Generated by AI AgentPenny McCormerReviewed byAInvest News Editorial Team
Friday, Dec 5, 2025 3:32 pm ET2min read
Aime RobotAime Summary

- Algorithmic stablecoins like Terra's UST and FTX USD collapsed in 2022-2025, exposing structural risks in their market-confidence-driven designs.

- Studies reveal these tokens rely on fragile mechanisms like token burn/mint loops, failing during liquidity shocks and losing $40B in value.

- U.S. regulators now classify algorithmic stablecoins as securities, while frameworks like SARM assess risks through collateral quality and governance flaws.

- Experts argue for hybrid models combining algorithmic controls with over-collateralization to address systemic instability and rebuild trust.

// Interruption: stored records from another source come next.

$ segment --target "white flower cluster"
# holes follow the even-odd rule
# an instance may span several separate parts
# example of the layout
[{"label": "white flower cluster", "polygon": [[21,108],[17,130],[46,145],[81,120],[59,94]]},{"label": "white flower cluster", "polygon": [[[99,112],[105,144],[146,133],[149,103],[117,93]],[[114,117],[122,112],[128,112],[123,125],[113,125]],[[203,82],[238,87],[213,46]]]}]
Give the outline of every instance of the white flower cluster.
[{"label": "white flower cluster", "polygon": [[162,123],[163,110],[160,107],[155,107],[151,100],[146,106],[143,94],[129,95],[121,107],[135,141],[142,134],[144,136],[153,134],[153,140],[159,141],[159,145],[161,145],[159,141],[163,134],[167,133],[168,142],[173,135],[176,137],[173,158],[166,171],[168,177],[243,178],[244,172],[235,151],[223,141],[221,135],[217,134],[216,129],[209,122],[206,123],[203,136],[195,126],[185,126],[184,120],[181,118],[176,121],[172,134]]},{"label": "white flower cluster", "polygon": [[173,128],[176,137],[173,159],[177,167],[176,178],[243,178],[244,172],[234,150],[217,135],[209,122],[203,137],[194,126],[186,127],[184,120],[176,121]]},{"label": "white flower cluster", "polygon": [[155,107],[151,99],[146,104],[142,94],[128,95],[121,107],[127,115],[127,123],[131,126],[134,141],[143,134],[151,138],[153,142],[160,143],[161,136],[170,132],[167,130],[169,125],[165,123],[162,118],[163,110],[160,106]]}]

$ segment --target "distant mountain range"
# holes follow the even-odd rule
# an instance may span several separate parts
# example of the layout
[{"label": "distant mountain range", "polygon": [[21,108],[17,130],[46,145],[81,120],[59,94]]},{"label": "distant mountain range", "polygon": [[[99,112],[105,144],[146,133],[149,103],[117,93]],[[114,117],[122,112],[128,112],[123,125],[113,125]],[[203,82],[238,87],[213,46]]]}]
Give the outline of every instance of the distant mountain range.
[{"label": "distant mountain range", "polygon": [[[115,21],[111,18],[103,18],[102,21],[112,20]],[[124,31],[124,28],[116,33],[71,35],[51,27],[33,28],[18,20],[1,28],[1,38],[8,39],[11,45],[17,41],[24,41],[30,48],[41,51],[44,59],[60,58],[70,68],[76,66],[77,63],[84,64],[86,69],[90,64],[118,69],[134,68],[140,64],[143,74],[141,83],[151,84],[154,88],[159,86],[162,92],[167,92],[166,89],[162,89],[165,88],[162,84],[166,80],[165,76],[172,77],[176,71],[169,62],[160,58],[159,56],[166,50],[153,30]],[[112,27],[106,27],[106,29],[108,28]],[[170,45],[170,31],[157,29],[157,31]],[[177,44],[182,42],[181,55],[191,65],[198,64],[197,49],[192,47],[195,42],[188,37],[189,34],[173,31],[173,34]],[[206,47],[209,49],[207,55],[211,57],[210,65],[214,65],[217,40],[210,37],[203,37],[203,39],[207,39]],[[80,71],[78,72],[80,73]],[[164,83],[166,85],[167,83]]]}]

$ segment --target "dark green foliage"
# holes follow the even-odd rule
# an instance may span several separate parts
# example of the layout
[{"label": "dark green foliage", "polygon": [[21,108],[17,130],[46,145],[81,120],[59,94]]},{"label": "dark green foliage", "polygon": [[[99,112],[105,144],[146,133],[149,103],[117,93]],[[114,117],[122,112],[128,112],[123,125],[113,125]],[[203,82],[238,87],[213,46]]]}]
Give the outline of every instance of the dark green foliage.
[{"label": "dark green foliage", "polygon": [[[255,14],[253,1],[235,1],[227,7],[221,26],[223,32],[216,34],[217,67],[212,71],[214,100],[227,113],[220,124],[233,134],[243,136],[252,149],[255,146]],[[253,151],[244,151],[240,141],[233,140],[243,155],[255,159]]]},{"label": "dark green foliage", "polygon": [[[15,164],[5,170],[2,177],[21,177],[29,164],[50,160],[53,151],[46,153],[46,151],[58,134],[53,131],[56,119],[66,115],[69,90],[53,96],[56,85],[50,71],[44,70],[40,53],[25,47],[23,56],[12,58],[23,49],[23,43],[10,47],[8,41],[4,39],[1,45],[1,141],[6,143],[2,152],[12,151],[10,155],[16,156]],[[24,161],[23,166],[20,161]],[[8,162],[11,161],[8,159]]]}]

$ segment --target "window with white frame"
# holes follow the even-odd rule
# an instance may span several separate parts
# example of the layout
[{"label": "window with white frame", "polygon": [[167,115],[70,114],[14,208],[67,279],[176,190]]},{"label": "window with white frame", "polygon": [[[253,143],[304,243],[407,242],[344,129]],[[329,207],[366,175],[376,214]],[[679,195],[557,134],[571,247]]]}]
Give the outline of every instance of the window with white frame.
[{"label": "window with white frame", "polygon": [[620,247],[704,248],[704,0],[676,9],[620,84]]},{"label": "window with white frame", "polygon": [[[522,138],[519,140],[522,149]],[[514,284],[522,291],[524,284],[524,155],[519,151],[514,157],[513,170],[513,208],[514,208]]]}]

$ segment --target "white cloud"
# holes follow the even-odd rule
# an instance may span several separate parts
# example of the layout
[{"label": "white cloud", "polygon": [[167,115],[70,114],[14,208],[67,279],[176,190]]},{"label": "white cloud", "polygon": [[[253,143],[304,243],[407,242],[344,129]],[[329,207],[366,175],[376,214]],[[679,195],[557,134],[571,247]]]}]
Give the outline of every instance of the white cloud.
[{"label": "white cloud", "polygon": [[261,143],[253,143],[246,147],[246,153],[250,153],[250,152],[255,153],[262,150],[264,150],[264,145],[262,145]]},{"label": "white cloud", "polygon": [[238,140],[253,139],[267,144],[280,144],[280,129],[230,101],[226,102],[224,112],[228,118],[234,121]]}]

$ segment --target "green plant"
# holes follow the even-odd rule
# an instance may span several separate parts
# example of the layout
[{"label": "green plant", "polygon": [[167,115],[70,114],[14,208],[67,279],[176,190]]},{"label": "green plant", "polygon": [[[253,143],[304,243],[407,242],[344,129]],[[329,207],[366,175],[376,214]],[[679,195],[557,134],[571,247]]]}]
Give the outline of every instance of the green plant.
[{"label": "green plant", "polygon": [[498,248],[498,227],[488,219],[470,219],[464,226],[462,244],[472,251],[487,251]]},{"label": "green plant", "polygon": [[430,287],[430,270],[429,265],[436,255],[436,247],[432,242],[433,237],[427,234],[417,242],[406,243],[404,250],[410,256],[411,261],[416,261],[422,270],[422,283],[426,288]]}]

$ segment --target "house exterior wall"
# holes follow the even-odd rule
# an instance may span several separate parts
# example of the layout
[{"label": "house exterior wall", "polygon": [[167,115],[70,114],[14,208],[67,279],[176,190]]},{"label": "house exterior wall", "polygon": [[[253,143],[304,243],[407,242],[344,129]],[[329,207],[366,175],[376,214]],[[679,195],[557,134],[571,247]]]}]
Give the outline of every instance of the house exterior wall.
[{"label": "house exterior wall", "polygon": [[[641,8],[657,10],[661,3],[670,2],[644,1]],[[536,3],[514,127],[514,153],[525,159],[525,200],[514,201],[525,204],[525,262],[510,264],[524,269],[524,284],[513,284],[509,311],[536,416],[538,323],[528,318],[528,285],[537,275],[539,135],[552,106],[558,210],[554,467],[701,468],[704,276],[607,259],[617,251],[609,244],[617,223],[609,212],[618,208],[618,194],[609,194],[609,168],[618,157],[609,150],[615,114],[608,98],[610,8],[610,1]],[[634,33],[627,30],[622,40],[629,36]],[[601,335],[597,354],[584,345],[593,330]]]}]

Algorithmic stablecoins-digital assets designed to maintain price stability through algorithmic mechanisms rather than traditional collateral-have faced existential scrutiny since the collapses of Terra's UST and FTX's stablecoin. These failures exposed structural vulnerabilities and regulatory blind spots, raising the question: Are algorithmic stablecoins a flawed experiment or a cautionary tale for the broader crypto ecosystem?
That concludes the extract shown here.